# Fokus des Applets erhalten



## mos (16. Mrz 2006)

Hallo
ich habe ein Problem mit dem Fokus des Applets. Das Applet hat enthält eine Klasse die von JPanel erbt und ein MouseListener und ein KeyListener implementiert. Der MouseListener funktioniert wunderbar, auch wenn das Applet kein Fokus hat. Der KeyListener jedoch nicht.
Mittlerweilen hab ich es so implementiert, dass man zuerst einen Button drücken muss, damit das Applet startet. Danach ist alles wunderbar, bis man einmal ausserhalt des Applets klickt. Es verliert den Fokus und erhält ihn auch bei einem Klick ins Applet nicht zurück, obwohl der MouseListener aktiv war. 
Hab schon so ziemlich alles an requestFocus() und grabFocus() ausprobiert. Auch im MouseListener selber, der mit Sicherheit ausgeführt wird, das Applet erhält jedoch einfach den Fokus nicht.

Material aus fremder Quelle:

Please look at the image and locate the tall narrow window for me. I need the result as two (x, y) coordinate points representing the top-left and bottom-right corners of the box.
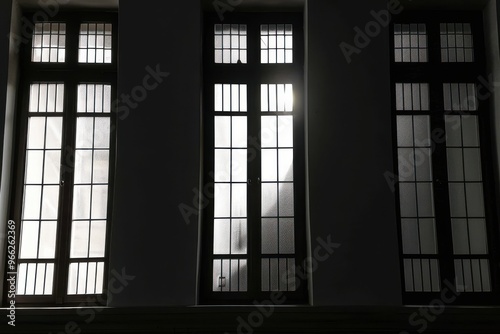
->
(5, 13), (117, 305)
(391, 12), (499, 304)
(201, 14), (307, 304)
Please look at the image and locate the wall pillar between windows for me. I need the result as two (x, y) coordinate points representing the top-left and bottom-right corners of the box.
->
(306, 0), (402, 305)
(0, 0), (18, 303)
(109, 0), (202, 306)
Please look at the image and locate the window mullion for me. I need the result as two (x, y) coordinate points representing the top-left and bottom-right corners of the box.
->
(53, 78), (77, 304)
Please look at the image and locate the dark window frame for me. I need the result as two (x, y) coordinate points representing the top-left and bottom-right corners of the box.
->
(200, 12), (308, 305)
(3, 11), (118, 306)
(390, 10), (500, 305)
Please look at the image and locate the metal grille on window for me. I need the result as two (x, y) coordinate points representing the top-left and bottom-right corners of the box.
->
(441, 23), (474, 62)
(32, 23), (66, 63)
(394, 24), (427, 63)
(261, 24), (293, 64)
(261, 83), (296, 291)
(214, 24), (247, 64)
(67, 84), (111, 295)
(79, 23), (113, 64)
(445, 115), (491, 292)
(16, 83), (64, 295)
(212, 83), (248, 292)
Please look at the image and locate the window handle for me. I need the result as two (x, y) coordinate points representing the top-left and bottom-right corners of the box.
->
(248, 178), (261, 184)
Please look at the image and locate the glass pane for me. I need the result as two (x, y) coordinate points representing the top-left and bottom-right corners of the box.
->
(279, 218), (295, 254)
(401, 219), (420, 254)
(262, 149), (277, 182)
(261, 116), (277, 148)
(93, 150), (110, 183)
(413, 116), (430, 144)
(445, 115), (462, 147)
(95, 262), (105, 293)
(27, 118), (46, 149)
(231, 183), (247, 217)
(214, 219), (230, 254)
(415, 148), (432, 182)
(231, 219), (247, 254)
(447, 148), (464, 181)
(419, 218), (437, 254)
(398, 149), (415, 182)
(466, 183), (485, 217)
(23, 186), (42, 220)
(77, 262), (88, 294)
(215, 116), (230, 147)
(45, 117), (63, 149)
(70, 220), (90, 258)
(214, 183), (230, 218)
(214, 149), (230, 182)
(41, 185), (59, 219)
(278, 149), (293, 182)
(449, 183), (467, 217)
(462, 116), (480, 147)
(94, 118), (110, 148)
(38, 220), (57, 258)
(44, 263), (54, 294)
(468, 219), (488, 254)
(76, 118), (94, 149)
(44, 150), (61, 184)
(74, 150), (93, 184)
(278, 183), (294, 216)
(91, 185), (108, 219)
(463, 148), (482, 182)
(25, 151), (44, 184)
(452, 218), (469, 254)
(232, 116), (247, 147)
(20, 221), (39, 259)
(416, 183), (434, 217)
(399, 183), (417, 217)
(262, 183), (278, 217)
(89, 220), (107, 257)
(67, 263), (78, 294)
(86, 262), (97, 293)
(397, 116), (413, 147)
(278, 116), (293, 147)
(72, 185), (91, 219)
(262, 218), (278, 254)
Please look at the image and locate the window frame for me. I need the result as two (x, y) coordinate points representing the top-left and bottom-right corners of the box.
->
(390, 10), (500, 305)
(199, 12), (308, 305)
(3, 11), (118, 306)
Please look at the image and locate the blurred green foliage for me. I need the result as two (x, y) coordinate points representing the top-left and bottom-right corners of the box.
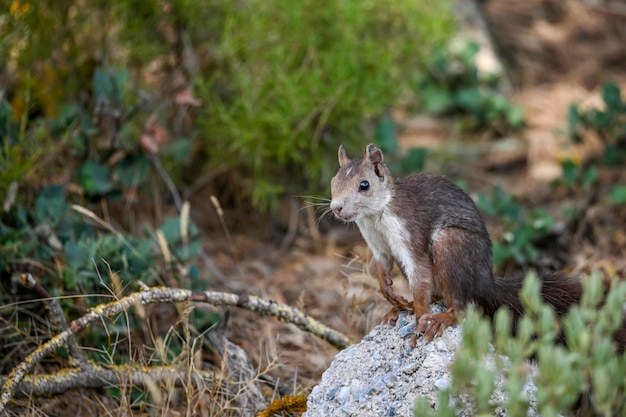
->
(1, 0), (455, 211)
(415, 272), (626, 417)
(0, 179), (203, 366)
(0, 181), (201, 299)
(565, 80), (626, 206)
(475, 185), (554, 268)
(568, 81), (626, 159)
(417, 39), (525, 135)
(374, 115), (429, 174)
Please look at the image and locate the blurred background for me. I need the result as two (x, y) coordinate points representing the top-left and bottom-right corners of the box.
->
(1, 0), (626, 415)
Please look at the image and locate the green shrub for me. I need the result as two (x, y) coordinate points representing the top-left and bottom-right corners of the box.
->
(415, 272), (626, 417)
(198, 0), (454, 210)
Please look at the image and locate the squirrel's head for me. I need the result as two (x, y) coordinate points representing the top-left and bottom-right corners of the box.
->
(330, 143), (393, 222)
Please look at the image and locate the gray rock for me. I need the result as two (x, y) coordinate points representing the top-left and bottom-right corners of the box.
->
(304, 304), (539, 417)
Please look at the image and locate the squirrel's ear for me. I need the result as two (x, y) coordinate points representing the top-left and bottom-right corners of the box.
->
(364, 143), (384, 165)
(364, 144), (385, 179)
(338, 145), (350, 168)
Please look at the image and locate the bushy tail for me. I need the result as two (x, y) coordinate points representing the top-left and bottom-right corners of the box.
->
(477, 272), (626, 351)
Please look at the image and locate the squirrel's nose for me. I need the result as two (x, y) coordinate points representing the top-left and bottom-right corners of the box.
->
(330, 201), (343, 216)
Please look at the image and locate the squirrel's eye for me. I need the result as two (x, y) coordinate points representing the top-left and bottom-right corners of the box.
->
(359, 180), (370, 191)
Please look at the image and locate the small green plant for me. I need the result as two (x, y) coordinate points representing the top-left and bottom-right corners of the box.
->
(475, 186), (554, 268)
(564, 81), (626, 206)
(0, 183), (201, 300)
(415, 271), (626, 417)
(568, 81), (626, 165)
(417, 40), (525, 135)
(558, 158), (599, 190)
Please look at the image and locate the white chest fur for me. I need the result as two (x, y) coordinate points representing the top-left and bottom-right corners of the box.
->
(356, 212), (417, 280)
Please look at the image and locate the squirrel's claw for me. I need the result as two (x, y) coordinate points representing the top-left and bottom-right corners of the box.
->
(411, 310), (458, 347)
(382, 305), (404, 325)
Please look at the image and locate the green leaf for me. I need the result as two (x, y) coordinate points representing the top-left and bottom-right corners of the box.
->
(475, 193), (496, 216)
(602, 145), (626, 166)
(93, 67), (128, 102)
(593, 110), (613, 129)
(188, 265), (201, 281)
(460, 41), (480, 63)
(494, 308), (513, 351)
(567, 104), (582, 142)
(93, 67), (113, 100)
(581, 272), (604, 309)
(609, 185), (626, 204)
(401, 147), (427, 172)
(375, 115), (398, 154)
(581, 165), (598, 187)
(114, 69), (129, 96)
(64, 240), (88, 269)
(165, 138), (192, 162)
(560, 159), (578, 185)
(36, 185), (68, 223)
(488, 94), (509, 114)
(115, 155), (150, 187)
(191, 307), (221, 330)
(492, 241), (509, 268)
(78, 161), (114, 195)
(520, 271), (541, 313)
(0, 98), (14, 121)
(475, 368), (495, 412)
(423, 88), (453, 114)
(454, 87), (482, 112)
(122, 239), (151, 274)
(602, 81), (622, 111)
(506, 105), (525, 129)
(530, 209), (554, 232)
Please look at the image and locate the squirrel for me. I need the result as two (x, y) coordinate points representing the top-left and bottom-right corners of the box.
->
(330, 143), (626, 348)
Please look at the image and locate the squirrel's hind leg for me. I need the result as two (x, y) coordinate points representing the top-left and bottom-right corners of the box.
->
(409, 226), (488, 345)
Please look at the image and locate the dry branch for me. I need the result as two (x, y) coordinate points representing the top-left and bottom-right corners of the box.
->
(190, 291), (351, 349)
(0, 285), (350, 412)
(18, 272), (88, 368)
(0, 363), (213, 397)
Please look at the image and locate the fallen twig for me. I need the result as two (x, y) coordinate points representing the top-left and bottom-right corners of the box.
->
(18, 272), (88, 368)
(190, 290), (351, 349)
(0, 363), (213, 397)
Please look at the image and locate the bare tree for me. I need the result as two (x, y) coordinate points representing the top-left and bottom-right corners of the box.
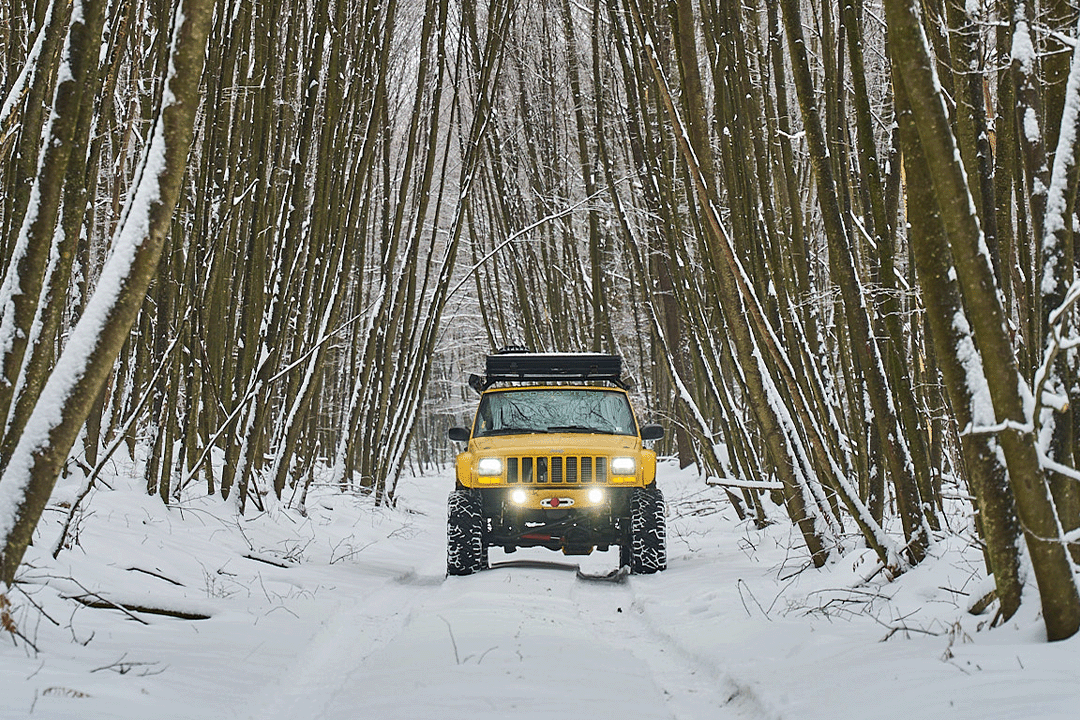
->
(0, 0), (213, 585)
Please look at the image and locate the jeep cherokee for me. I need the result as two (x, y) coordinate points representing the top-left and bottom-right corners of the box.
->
(446, 351), (666, 576)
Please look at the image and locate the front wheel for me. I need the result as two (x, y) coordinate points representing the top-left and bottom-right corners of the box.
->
(447, 490), (488, 576)
(627, 487), (666, 574)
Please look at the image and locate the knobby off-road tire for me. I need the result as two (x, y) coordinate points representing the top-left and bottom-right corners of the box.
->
(628, 487), (666, 574)
(447, 490), (488, 576)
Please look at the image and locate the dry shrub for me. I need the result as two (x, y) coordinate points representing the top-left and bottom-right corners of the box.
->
(0, 592), (16, 636)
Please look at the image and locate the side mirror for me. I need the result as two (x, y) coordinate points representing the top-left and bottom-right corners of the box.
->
(448, 427), (471, 442)
(640, 424), (664, 441)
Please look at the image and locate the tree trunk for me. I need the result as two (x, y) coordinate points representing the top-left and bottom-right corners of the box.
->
(780, 0), (928, 563)
(0, 0), (213, 586)
(885, 0), (1080, 641)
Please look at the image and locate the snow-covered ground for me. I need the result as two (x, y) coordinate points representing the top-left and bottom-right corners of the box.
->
(2, 460), (1078, 719)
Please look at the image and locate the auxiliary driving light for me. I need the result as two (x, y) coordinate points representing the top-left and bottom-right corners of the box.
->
(477, 457), (503, 476)
(587, 487), (604, 503)
(611, 457), (636, 475)
(511, 489), (528, 505)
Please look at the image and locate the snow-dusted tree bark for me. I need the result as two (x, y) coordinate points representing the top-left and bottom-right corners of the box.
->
(623, 0), (838, 567)
(0, 0), (68, 268)
(765, 2), (816, 359)
(558, 0), (614, 355)
(885, 0), (1080, 641)
(780, 0), (929, 563)
(0, 0), (213, 585)
(0, 0), (100, 465)
(895, 73), (1025, 623)
(11, 0), (110, 458)
(1038, 12), (1080, 562)
(1012, 1), (1050, 291)
(945, 1), (999, 275)
(1041, 0), (1080, 169)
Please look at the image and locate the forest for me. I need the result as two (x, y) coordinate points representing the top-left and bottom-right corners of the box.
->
(2, 0), (1080, 645)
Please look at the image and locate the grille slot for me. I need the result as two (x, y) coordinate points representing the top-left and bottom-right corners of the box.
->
(550, 457), (563, 483)
(502, 456), (609, 484)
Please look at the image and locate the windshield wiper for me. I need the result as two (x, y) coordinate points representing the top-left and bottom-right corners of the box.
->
(482, 427), (547, 436)
(547, 425), (608, 434)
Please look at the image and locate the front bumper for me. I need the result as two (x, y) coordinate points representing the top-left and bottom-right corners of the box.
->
(478, 486), (633, 553)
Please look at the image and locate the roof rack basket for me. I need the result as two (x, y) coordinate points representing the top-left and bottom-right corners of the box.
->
(472, 352), (626, 391)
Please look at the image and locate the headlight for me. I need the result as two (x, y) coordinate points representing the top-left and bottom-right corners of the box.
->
(611, 457), (636, 475)
(477, 457), (503, 476)
(511, 489), (527, 505)
(587, 487), (604, 503)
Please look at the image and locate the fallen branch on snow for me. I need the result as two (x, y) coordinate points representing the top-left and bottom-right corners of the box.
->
(64, 594), (210, 621)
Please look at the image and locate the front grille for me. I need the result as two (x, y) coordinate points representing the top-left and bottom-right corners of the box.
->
(505, 455), (609, 483)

Erst wenn wieder ein Button oder eine ComboBox verändert wird erhält das Applet den Fokus zurück.

Kennt das jemand?


----------



## Beni (16. Mrz 2006)

Dein Applet ist wohl schlicht und einfach nicht fokusierbar. Ruf mal "setFocusable( true )" auf, um einer bestimmten Komponente das Fokusieren überhaupt zu erlauben.


----------



## mos (16. Mrz 2006)

Hab ich gemacht. 
Irgendwie scheint das Panel das den MouseListener enthält zu verhindern das Applet fokusiert wird. klickt man irgendwo anders hin als auf das Panel wird das Applet fokusiert.
Würde es vielleicht helfen wenn ich dem Applet den MouseListener implementiere und der das an das Panel weiterleitet (wäre einfach etwas unschön...)


----------



## Gast (16. Mrz 2006)

Hab es jetzt so gemacht das das Applet den MouseListener enthält und das Panel nur noch den KeyListener. 
Und siehe da es funktioniert...


----------